腹黒教師の甘い策略


「……有沢、」


「は、はい!?」


どうしたものかと悩んで黙っている私にしびれを切らしたのか、電話越しにぼそっと谷崎が呟いたその声は、かすれていていつもより低かった。


…そんなにつらいの?
また少し不安が募り、何も言えずに谷崎の言葉を待つ。



「有沢、」


「……なに?」


「……有沢、」


「だから何よ!?」


うわ言のように何度も私を呼ぶ谷崎に、しびれを切らして少し声を荒らげた私に、谷崎はとんでもない言葉を囁いた。


「……会いたい。」


「えっ……?」


消え入りそうな声で会いたいと呟いた谷崎。


……嘘でしょ?今の本当に谷崎が言ったの?会いたいって?私に?


パニックになりかけた私に畳み掛けるように谷崎がまた言う。


「……有沢、会いたいんだよ。今すぐに。」


「た、谷崎、とりあえず、落ち着いて?ね?」


「……落ち着いてる。」



……ですよね。淡々としてますもんね、声が。


少し不機嫌そうに呟いた谷崎。
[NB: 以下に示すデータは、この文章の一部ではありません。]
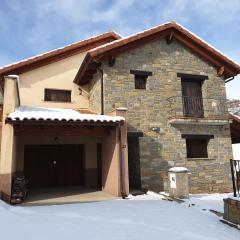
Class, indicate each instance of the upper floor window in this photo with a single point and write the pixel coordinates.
(57, 95)
(192, 94)
(140, 81)
(140, 78)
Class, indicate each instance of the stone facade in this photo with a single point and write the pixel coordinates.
(151, 108)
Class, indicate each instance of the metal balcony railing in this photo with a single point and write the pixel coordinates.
(197, 107)
(235, 170)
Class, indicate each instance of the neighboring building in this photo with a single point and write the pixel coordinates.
(173, 86)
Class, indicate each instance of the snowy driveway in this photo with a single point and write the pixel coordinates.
(117, 219)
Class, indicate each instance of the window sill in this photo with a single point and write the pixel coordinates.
(57, 101)
(199, 159)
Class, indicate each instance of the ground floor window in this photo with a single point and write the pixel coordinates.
(197, 145)
(197, 148)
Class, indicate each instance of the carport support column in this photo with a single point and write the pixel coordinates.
(124, 152)
(10, 101)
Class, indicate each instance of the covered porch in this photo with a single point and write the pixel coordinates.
(67, 156)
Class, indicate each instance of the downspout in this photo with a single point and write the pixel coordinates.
(102, 94)
(121, 164)
(17, 84)
(229, 79)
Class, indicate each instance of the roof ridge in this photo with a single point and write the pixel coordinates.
(113, 33)
(171, 23)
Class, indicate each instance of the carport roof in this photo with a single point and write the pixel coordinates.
(58, 115)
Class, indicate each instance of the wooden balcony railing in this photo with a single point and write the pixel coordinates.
(197, 107)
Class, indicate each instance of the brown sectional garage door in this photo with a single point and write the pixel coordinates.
(54, 165)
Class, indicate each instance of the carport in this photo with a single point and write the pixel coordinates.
(68, 156)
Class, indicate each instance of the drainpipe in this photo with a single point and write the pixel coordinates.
(17, 86)
(121, 164)
(102, 94)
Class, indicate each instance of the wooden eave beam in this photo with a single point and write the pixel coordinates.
(203, 53)
(220, 71)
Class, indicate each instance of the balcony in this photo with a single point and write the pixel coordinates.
(197, 109)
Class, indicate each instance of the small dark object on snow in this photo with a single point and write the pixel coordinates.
(19, 190)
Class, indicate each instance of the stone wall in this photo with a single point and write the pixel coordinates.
(150, 108)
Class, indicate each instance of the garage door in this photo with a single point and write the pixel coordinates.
(54, 165)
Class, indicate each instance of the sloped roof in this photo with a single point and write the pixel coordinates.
(35, 114)
(57, 54)
(171, 30)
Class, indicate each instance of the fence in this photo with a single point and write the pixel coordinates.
(235, 170)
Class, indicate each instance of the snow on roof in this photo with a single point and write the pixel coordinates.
(57, 49)
(156, 27)
(178, 169)
(59, 114)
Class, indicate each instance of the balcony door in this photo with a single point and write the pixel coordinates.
(192, 98)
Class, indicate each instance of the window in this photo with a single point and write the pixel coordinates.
(140, 81)
(140, 78)
(57, 95)
(197, 145)
(197, 148)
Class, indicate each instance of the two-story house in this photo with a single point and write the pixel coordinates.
(114, 112)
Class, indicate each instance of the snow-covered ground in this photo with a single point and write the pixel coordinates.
(208, 201)
(116, 219)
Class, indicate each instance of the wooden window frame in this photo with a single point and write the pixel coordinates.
(140, 78)
(201, 141)
(48, 97)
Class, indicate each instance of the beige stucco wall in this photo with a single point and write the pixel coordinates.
(89, 142)
(57, 75)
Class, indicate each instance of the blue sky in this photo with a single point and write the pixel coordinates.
(31, 27)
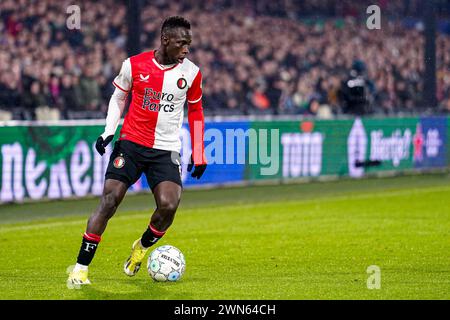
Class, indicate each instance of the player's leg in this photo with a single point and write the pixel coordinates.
(113, 194)
(123, 170)
(163, 174)
(167, 197)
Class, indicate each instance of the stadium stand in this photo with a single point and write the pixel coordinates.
(257, 57)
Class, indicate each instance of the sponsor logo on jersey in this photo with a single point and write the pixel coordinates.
(151, 94)
(181, 83)
(119, 162)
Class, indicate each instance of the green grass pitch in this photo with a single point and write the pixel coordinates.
(304, 241)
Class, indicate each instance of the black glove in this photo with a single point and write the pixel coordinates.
(101, 144)
(198, 171)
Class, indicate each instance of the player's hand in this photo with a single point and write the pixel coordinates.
(198, 171)
(101, 144)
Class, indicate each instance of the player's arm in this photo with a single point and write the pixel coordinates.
(196, 126)
(116, 106)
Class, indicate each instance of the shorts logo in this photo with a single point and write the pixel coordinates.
(181, 83)
(119, 162)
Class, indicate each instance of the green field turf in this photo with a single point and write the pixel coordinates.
(306, 241)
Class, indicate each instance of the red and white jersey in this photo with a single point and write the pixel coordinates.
(155, 115)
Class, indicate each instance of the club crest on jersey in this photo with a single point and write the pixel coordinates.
(119, 162)
(181, 83)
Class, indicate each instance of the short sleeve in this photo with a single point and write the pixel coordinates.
(123, 81)
(194, 93)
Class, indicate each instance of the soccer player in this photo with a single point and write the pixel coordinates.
(160, 81)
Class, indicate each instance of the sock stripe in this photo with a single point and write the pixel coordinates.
(156, 232)
(92, 237)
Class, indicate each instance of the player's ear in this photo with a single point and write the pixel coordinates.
(164, 39)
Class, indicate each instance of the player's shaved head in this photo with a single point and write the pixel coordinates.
(174, 22)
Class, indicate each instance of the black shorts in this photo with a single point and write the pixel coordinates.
(129, 160)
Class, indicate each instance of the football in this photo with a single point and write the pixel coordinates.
(166, 263)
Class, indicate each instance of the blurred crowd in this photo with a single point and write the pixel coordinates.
(257, 57)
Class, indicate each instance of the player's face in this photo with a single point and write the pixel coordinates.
(177, 44)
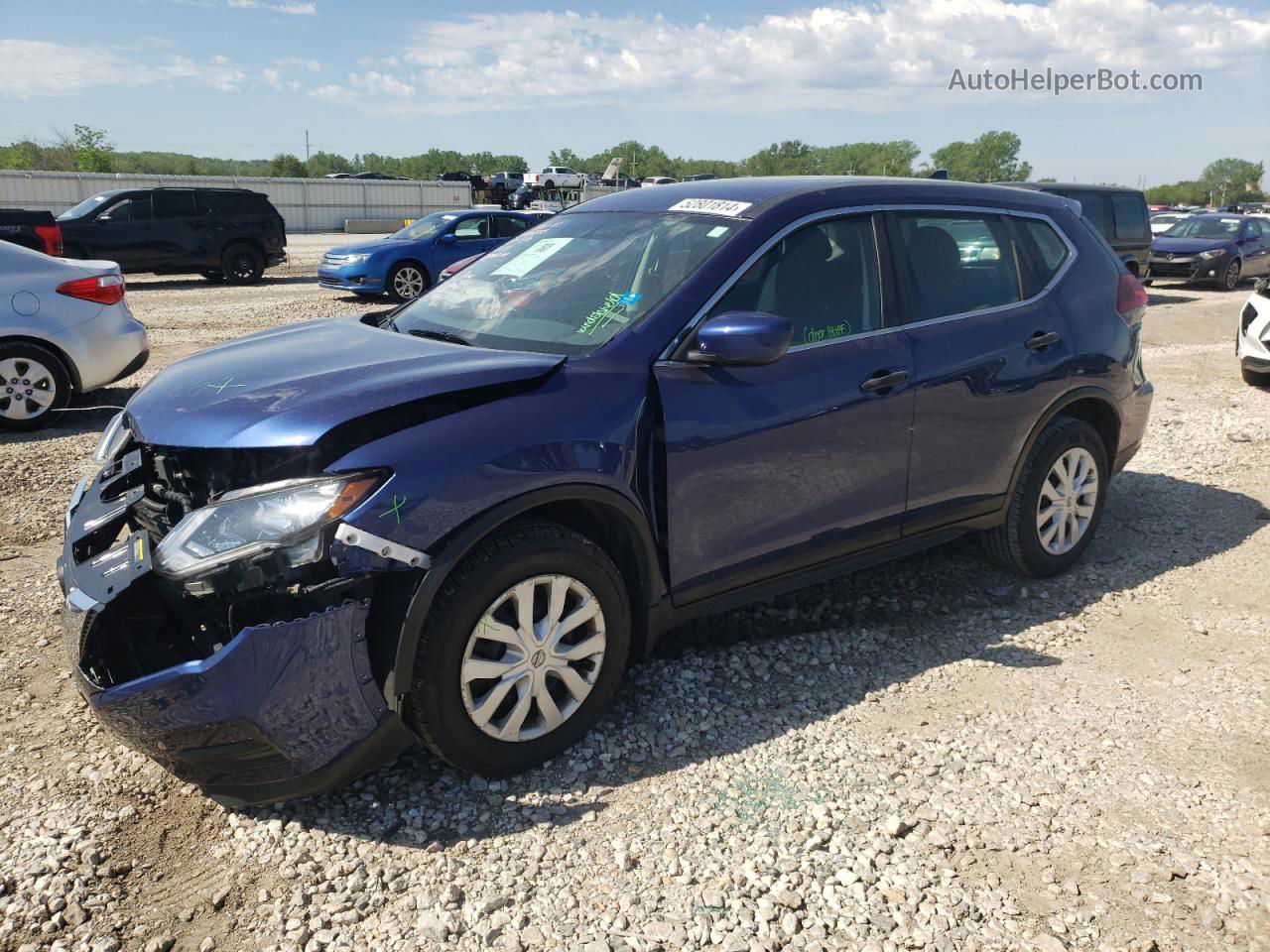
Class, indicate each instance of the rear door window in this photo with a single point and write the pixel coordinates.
(508, 226)
(953, 262)
(824, 280)
(1130, 216)
(175, 204)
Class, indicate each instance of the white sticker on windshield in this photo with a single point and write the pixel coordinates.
(531, 258)
(710, 206)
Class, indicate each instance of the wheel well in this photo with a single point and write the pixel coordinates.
(1100, 416)
(612, 532)
(71, 371)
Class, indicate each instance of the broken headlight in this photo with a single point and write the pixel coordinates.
(259, 520)
(114, 436)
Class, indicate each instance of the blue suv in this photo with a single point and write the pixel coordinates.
(458, 521)
(405, 264)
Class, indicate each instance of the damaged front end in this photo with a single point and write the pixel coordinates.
(225, 620)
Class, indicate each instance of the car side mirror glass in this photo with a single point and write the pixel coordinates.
(742, 339)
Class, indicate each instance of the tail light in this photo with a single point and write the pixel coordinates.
(103, 290)
(1130, 298)
(53, 238)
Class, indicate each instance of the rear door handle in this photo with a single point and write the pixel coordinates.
(1040, 340)
(883, 381)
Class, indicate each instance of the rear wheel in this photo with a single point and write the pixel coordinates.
(33, 385)
(1230, 276)
(1255, 379)
(1057, 503)
(241, 264)
(522, 651)
(407, 281)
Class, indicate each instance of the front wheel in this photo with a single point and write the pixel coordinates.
(522, 651)
(33, 385)
(1057, 504)
(1230, 276)
(407, 281)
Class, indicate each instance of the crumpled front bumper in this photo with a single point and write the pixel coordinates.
(284, 710)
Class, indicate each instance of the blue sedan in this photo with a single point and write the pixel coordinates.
(408, 263)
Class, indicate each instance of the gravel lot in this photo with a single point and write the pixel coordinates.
(928, 754)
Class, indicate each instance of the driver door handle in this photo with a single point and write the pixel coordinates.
(1040, 340)
(883, 381)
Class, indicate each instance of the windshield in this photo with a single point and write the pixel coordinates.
(571, 284)
(425, 227)
(1206, 227)
(84, 207)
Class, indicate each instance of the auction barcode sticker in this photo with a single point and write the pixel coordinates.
(710, 206)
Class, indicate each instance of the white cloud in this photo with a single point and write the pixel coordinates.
(295, 9)
(865, 55)
(218, 72)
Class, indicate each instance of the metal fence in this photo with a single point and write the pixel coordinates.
(305, 204)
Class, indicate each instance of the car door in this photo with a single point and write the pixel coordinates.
(778, 467)
(1255, 248)
(991, 350)
(181, 231)
(125, 232)
(472, 236)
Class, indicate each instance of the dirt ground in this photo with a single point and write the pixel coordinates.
(930, 754)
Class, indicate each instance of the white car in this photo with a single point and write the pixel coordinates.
(64, 329)
(1164, 221)
(1252, 341)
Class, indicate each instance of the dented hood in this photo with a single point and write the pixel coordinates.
(287, 388)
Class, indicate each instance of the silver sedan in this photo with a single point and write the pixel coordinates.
(64, 329)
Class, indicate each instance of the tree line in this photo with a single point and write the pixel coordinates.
(993, 157)
(1224, 181)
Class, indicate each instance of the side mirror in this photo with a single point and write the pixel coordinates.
(742, 339)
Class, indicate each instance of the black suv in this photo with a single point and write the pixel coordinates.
(218, 232)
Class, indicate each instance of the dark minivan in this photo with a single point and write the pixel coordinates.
(229, 234)
(456, 522)
(1119, 213)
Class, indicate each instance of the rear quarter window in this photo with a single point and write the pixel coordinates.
(1129, 211)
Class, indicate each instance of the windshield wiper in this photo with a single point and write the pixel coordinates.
(441, 335)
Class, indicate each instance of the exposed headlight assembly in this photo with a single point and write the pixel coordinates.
(244, 524)
(114, 436)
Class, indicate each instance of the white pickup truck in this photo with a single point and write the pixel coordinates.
(554, 177)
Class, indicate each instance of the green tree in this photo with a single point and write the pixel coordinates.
(1232, 180)
(993, 157)
(286, 166)
(91, 150)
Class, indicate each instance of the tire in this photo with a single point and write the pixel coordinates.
(1254, 379)
(1017, 543)
(1230, 276)
(449, 645)
(32, 376)
(407, 281)
(241, 264)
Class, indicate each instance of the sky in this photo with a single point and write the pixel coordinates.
(706, 79)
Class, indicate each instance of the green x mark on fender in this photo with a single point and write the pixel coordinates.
(226, 384)
(395, 509)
それでもその言葉の意図がわからない私は、また黙りこむ。


風邪のときとかの、人肌が恋しくなったってやつ?


「いいから来い。絶対来い。
後でメールで住所送るから。」


「はい!?いやいや、ちょっと待ってくださいよ谷崎さん!」


慌ててよくわからない敬語を使う私をよそに、谷崎は“じゃあ、また後で。”と言い残して、それはそれはすんなりと電話を切った。